I’m sitting on the deck of my room at the Northern Queen Inn in Nevada City, California, on a gorgeous spring day. I’m loving the sound of the waterfall and stream just below this deck, but I’m having a hard time focusing on it as there’s a highway just above us. I’d love it if the sound of running water were enough to drown out the speeding trucks and cars, but it seems to be my nature to focus on the annoying noise instead of the soothing.
This same thing happened to me as I caught up on all my reading during the recent snowy weekend back home in Boulder. First I read an article in my favorite newsweekly, The Week titled “Why Green has Gone Out of Fashion.” The article cited a bunch of publications, from USA Today to The Economist, that have picked up on Michael Shellenberger and Ted Norhaus’s controversial paper, “The Death of Environmentalism,” which declares the movement as it stands irrelevant.

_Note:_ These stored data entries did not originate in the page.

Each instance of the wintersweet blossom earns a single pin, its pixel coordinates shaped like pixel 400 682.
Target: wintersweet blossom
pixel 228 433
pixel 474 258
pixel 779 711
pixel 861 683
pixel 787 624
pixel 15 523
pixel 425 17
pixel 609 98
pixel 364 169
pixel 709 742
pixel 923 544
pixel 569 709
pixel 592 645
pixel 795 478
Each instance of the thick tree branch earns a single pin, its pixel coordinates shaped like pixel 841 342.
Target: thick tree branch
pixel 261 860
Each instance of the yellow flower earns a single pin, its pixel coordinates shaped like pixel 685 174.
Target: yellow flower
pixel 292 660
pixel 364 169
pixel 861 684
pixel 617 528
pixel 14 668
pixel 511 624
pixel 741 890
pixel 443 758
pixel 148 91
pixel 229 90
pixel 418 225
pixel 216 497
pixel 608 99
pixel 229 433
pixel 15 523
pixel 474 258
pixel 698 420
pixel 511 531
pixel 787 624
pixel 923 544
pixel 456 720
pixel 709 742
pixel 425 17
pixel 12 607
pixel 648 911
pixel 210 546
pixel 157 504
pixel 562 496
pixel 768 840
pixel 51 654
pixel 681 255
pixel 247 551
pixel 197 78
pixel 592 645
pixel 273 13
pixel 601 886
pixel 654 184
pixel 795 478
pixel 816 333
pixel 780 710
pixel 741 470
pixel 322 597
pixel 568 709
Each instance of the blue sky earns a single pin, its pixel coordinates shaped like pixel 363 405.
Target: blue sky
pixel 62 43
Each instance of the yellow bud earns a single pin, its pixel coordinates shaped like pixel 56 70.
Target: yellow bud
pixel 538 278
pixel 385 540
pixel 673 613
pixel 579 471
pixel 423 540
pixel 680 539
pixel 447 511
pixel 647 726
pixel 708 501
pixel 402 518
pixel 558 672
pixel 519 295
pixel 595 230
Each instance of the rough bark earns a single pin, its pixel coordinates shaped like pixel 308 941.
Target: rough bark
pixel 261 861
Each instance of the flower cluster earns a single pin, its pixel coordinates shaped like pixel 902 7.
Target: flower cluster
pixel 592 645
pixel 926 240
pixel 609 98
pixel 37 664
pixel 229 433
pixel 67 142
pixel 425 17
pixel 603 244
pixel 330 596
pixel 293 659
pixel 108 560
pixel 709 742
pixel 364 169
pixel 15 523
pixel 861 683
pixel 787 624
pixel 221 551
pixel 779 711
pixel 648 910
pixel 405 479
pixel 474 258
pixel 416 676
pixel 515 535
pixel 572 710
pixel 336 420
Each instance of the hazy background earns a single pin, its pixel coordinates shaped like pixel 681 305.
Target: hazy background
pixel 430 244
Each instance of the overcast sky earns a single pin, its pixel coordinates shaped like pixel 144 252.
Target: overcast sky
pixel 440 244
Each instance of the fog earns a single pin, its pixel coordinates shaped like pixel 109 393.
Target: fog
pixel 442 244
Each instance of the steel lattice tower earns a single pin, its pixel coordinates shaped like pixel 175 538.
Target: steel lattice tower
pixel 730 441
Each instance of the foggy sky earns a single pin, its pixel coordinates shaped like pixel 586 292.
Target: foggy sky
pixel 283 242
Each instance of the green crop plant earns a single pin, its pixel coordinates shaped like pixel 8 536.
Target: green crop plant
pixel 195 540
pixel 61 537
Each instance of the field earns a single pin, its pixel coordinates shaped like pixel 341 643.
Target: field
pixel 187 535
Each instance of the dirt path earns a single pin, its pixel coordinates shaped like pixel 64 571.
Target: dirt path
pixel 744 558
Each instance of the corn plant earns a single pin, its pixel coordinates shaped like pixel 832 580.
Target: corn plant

I had just finished reading one of the articles cited in The Week’s recap, “The Environment’s New Bling,” in the Boston Globe. And while the author, Grist.org editor Chip Giller, did start out by deriding the environmental movement’s “Chicken Little scare tactics and doomsday prophesying,” he went on to point out that “when we turn away from the D.C.-centric public face of the environmental movement, a very different picture emerges.” Yuppies are walking and taking public transit in dense urban neighborhoods, buying shares in Community Supported Agriculture, and trading in SUVs for minis and Priuses. Giller goes on to declare sustainability the new bling, the new self-reliance, the new dream, the new bottom line. “Environmentalism as a narrowly focused D.C. lobby might be struggling,” he concludes, “but a common-sense conviction that sustainability is integral to our quality of life and our economic competitiveness is on the rise.”
Amen. And you know, with just a slight change in perspective I’m finding it pretty easy to focus on the sound of that waterfall.